What's Bugging Amy Stewart?
The author delivers the goods on nature's baddies
By Wayne Alan Brenner, 11:25AM, Mon. May. 16, 2011
This latest, Wicked Bugs, is a follow-up to her bestselling previous book – Wicked Plants – and it’s a fine package of information about many of the dangerous and destructive creatures that crawl, squirm, and fly within the biosphere of this planet.
Look at that immediate parallel for a moment: The world’s system of evolution has created a plethora of bugs, the most threatening of which are brought to our attention by various descriptions in a book from an author; the author’s created work, one among a worldwide multitude of worthwhile books, is brought to our attention by various descriptions in a press release from its publisher.
Note that the press release functions as a press release should, pimping Stewart’s book with a heightened sense of excitement that stops just short of breathlessness. Note, more importantly, that Stewart’s book functions as a book should when it wants to distinguish itself from such things as gung-ho press releases.

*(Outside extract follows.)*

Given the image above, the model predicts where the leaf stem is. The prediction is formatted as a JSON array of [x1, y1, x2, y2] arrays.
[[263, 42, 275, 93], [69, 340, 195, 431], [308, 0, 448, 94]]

Stewart writes engagingly about “bugs” – the insects, the arachnids, the bacteria, the worms, and more – that are justifiably described as “wicked,” her authorial voice unstained by either insider obfuscation or pop-journo sensationalism. It’s a treat, if you’re interested in this subject at all, to find a volume that strolls a delightful middle ground between dauntingly scientific, Latin-heavy pedagogy and gooberish Fox Newslike pandering and, instead, conversationally and accurately introduces readers to such unnerving creatures as the Assassin Bug, the Chigoe Flea, the Brazilian Wandering Spider, the Scabies Mite, the Filth Fly, and so on. You’ll learn much from this book – about the immediate physical pain and suffering some of these creatures can cause, about the global devastation others wreak on critical food crops, even about the eerie insect-on-insect crime of zombification.
That the book’s cover is so well designed by Alvaro Villanueva and forms a perfect visual complement to its Wicked Plants companion volume, well, that’s a bonus for collectors. But what’s more than just a bonus is that the illustrator and printmaker Briony Morrow-Cribbs has created all the drawings and copper-plate etchings to accompany Stewart’s buggy texts in this new book ~ and they’re delicate, precise illustrations in black-and-white lines and stippling.
[Speaking of companion volumes, we can’t recommend this book – oh, and we do, definitely, recommend this book – without also mentioning another: Hugh Raffles’ magnificent intersection of entomology and anthropology, Insectopedia, reviewed in these pages about a year ago.]